Originally I wanted the dialogue system to support branching paths, where different text could display based on the current game state. As it turns out, the only dialogue that actually used this feature was the King, who would say different lines if the player hasn't helped the Queen yet. With the chat system as it was, this seemed rather complex to implement and I was worried it would confuse the players anyway, so I scrapped the feature and instead made the door leading to the King a bit more intelligent – it checked that both the Guard's and the Queen's puzzles were solved before opening.

By this time I also had all the music and sound effects from wan, so I put them in the game as appropriate. I used the crossfade system I had from LD 40 / LD 41 for transitioning between music tracks.
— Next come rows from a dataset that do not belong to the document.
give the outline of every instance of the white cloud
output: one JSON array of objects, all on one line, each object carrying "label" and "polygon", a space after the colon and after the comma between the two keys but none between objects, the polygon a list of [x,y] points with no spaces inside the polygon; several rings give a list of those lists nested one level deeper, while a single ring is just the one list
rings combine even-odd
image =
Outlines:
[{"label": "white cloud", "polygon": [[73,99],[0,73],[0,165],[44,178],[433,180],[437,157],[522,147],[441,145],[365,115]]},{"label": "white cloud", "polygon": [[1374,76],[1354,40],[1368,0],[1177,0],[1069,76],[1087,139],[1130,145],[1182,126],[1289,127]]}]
With about 1 hour to go, I had enough time to put in little markers on the map, display the room titles, i.e. a bit of polish. I put in a title screen as a little wall of text, but did not have the time to put in an end screen, so players get a disappointing "(YOU WIN!)" in the dialogue box, allowing them to explore the world after finishing the game.

The end screen was meant to show space, and when the space was restored by the player, the camera would simply zoom out, thereby showing more space. (Idea courtesy of Danae!) This would have been fun, I admit.

Post-jam

Now it is time to wait for the results. I am extremely happy with how the game turned out, and I am now convinced that a regular sleeping schedule during gamejams actually leads to much better results; the few extra hours are not worth the decrease in productivity. Watching a couple of streamers play the game was very entertaining, see ursagames' playthrough or ArdjenDesign's partial playthrough.

You can play the game here, or on itch.io. I uploaded a timelapse, and wan made a post about the soundtrack. And, if you are stuck, here is a walkthrough.

That is it for now, I hope you enjoyed reading this as much as I enjoyed making the game!